Nader Naeimi, who made the right bet buying the dollar against the yen before the U.S. election, is selling the greenback against the currencies of Australia, Brazil, Russia and Turkey.
“It seems like long dollars is becoming a no brainer,” said Naeimi, who has two decades of investment experience and heads a dynamic investment fund at AMP Capital Investors Ltd. in Sydney. “In my mind, when it’s obvious, then it’s obviously wrong.”

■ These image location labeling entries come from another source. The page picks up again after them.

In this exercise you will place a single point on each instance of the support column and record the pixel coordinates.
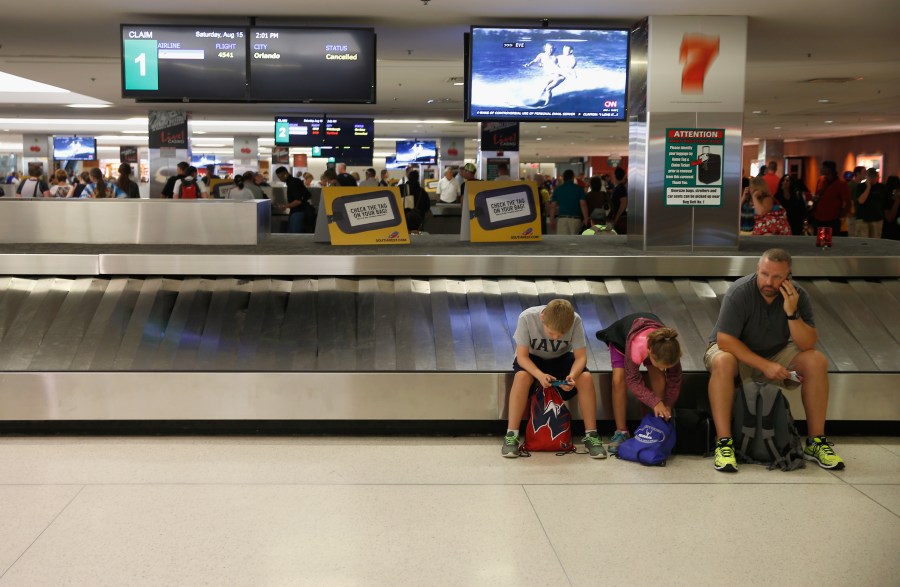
(686, 111)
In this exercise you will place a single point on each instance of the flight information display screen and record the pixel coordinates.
(348, 140)
(291, 64)
(166, 62)
(299, 131)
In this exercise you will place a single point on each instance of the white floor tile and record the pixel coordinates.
(867, 463)
(720, 535)
(886, 495)
(25, 512)
(287, 535)
(343, 461)
(890, 443)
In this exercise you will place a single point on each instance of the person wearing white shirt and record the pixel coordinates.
(448, 188)
(370, 178)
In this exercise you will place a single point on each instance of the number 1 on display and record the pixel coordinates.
(141, 65)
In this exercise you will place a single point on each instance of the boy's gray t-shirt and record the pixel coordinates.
(530, 333)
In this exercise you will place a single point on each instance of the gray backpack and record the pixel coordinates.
(763, 428)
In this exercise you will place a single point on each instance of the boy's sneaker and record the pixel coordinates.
(819, 450)
(725, 460)
(594, 446)
(510, 446)
(618, 438)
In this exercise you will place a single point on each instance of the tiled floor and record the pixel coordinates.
(432, 511)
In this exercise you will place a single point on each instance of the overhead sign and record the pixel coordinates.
(499, 136)
(503, 211)
(168, 128)
(693, 171)
(365, 216)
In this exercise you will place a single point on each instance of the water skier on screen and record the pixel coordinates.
(556, 70)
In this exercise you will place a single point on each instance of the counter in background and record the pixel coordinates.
(135, 221)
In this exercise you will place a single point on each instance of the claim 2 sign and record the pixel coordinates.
(693, 173)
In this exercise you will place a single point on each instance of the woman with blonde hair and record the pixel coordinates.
(100, 188)
(768, 216)
(60, 189)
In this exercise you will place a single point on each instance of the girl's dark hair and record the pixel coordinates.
(100, 191)
(124, 177)
(663, 345)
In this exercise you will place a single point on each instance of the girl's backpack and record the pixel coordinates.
(651, 444)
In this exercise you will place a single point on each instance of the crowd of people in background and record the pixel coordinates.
(856, 203)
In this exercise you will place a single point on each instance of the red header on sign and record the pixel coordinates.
(695, 134)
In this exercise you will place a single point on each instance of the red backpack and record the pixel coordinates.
(549, 423)
(188, 190)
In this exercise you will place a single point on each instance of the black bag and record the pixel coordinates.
(763, 429)
(694, 432)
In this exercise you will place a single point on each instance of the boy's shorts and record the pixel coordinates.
(618, 359)
(559, 367)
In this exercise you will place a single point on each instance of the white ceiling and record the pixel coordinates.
(420, 48)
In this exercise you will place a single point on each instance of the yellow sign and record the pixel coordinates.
(365, 216)
(503, 211)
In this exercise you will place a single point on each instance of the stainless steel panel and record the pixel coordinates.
(836, 338)
(300, 332)
(327, 396)
(479, 265)
(861, 320)
(64, 336)
(140, 221)
(461, 326)
(248, 396)
(23, 264)
(30, 322)
(379, 324)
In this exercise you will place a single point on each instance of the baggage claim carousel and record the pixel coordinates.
(294, 336)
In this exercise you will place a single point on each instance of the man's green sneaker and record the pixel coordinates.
(725, 460)
(594, 446)
(819, 450)
(510, 446)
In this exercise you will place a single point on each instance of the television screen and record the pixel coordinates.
(423, 152)
(528, 74)
(293, 131)
(167, 62)
(390, 162)
(74, 148)
(291, 64)
(203, 160)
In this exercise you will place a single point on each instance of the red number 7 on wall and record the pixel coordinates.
(697, 54)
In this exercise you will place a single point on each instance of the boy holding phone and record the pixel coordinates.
(550, 346)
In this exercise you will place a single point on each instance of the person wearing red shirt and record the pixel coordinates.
(832, 199)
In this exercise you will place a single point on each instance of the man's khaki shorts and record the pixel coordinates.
(784, 357)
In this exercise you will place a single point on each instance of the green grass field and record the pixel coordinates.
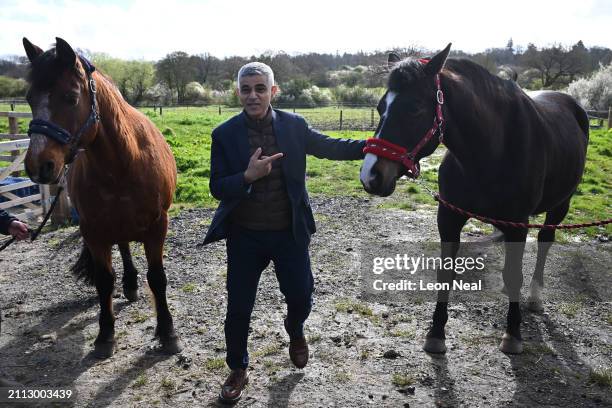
(188, 130)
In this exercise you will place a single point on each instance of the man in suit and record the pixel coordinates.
(10, 225)
(258, 168)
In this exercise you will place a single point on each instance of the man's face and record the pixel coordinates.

Hedge funds and other large speculators trimmed their net bullish dollar positions last week, after boosting their bets to the highest since January, according to Commodity Futures Trading Commission data. The greenback has surged almost 8 percent this quarter, its best performance since the September 2008 period based on Bloomberg’s gauge, as investors bet that President-elect Donald Trump’s promises of tax cuts and infrastructure spending will boost economic growth and inflation.
The rally is fizzling out and any further strength will be limited, Naeimi said at the end of last week. While the market is pricing in renewed expectations that the Federal Reserve would diverge from other major central banks by tightening policy aggressively, the U.S. central bank raised rates only once this year compared with its own earlier forecast of four increases, he said. Futures traders see only two quarter-point moves in 2017 even thought the Fed is calling for three hikes.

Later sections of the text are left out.